Insider Trading June 3, 2026 05:24 PM

Amplitude CTO Curtis Liu Sells Shares Under 10b5-1 Plan Amid Mixed Company Results

Analysis of executive trading activity and recent financial performance provides mixed signals regarding internal confidence in the tech firm.

By Sofia Navarro AMPL

Amplitude's Chief Technology Officer, Curtis Liu, executed a sale of company stock valued at $178,183. This transaction was conducted through a pre-arranged 10b5-1 plan. Concurrently, Amplitude released its first-quarter 2026 financial results, which showed revenue exceeding estimates but earnings per share missing projections. The company also raised its fiscal 2026 revenue guidance, signaling continued growth efforts despite some internal selling activity.

Amplitude CTO Curtis Liu Sells Shares Under 10b5-1 Plan Amid Mixed Company Results
AMPL

Key Points

  • The revenue beat and raised fiscal year guidance (16.5% YoY growth) signal strong top-line momentum for Amplitude.
  • Despite the recent surge in stock price, shares are down 28% year-to-date, while executive selling occurred via a pre-arranged trading plan.
  • The mixed financial results, specifically missing EPS forecasts despite beating revenue expectations, suggest operational challenges alongside market strength.

Amplitude's executive leadership saw recent stock transactions that drew attention to the firm's current valuation and performance trajectory. Curtis Liu, who serves as both Chief Technology Officer and a director at Amplitude, Inc. (NASDAQ:AMPL), sold 22,201 shares of the company’s Class A Common Stock on June 1, 2026. This single transaction represented total proceeds of $178,183.

The sale was structured to mitigate potential timing conflicts and was executed pursuant to a pre-arranged 10b5-1 trading plan, which Mr. Liu had initially adopted on November 26, 2025. Details regarding the shares sold indicate prices ranging from $8.0000 to $8.0600 per share, resulting in a weighted average sale price of $8.0259 per share.

The timing of this divestiture is noteworthy. It occurred shortly after Amplitude's stock experienced a considerable 21% surge over the preceding week. Despite this recent upward momentum, the company’s shares have remained down 28% year-to-date. From an analytical standpoint, InvestingPro analysis suggests that the stock might be undervalued at its current levels. The platform further offers deeper insights into Amplitude's $1.1 billion market valuation through additional ProTips and comprehensive Pro Research Reports.


Beyond the executive trading activity, Amplitude Inc. recently released its first-quarter 2026 financial results, which presented a mixed operational picture for investors to consider. On one hand, the company's revenue surpassed analyst expectations, achieving $93.5 million compared to the anticipated figure of $92.9 million. This positive signal was reinforced by an increase in the fiscal 2026 revenue guidance. Amplitude raised this midpoint target to $400 million, which implies a year-over-year growth rate of 16.5%. This represents an upward revision from the previous forecast of 14.8%.

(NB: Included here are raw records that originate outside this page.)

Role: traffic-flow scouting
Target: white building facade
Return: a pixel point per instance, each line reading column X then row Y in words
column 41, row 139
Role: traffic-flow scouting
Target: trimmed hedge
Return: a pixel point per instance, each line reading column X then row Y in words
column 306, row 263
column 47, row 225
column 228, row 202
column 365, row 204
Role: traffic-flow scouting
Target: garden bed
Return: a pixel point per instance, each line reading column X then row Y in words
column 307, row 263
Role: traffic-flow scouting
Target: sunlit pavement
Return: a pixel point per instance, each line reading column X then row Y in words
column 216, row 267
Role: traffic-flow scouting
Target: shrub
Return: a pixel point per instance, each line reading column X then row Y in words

However, the financial report also contained areas of underperformance. The company reported earnings per share (EPS) of -$0.02 for the quarter, which fell short of the analyst consensus estimate of -$0.01. This contrast between revenue beats and EPS misses provides a complex view of recent operational efficiency.

The elevated growth guidance is attributed to specific strategic moves, including a partnership with product testing vendor Statsig. Notably, this partnership followed Statsig's acquisition by OpenAI for $1.1 billion in September. Further validating the company's market standing, Piper Sandler recently maintained an Overweight rating on Amplitude stock, setting a price target of $9.


Risks

  • The reported negative earnings per share (EPS) of -$0.02 indicates current profitability concerns, which could impact investor sentiment and financing options.
  • Executive stock sales, even if conducted under a 10b5-1 plan, represent capital exiting the market by insiders and are monitored for potential loss of confidence.
  • The reliance on specific partnerships, such as the one involving Statsig (acquired by OpenAI), suggests that future growth is tied to external strategic alliances.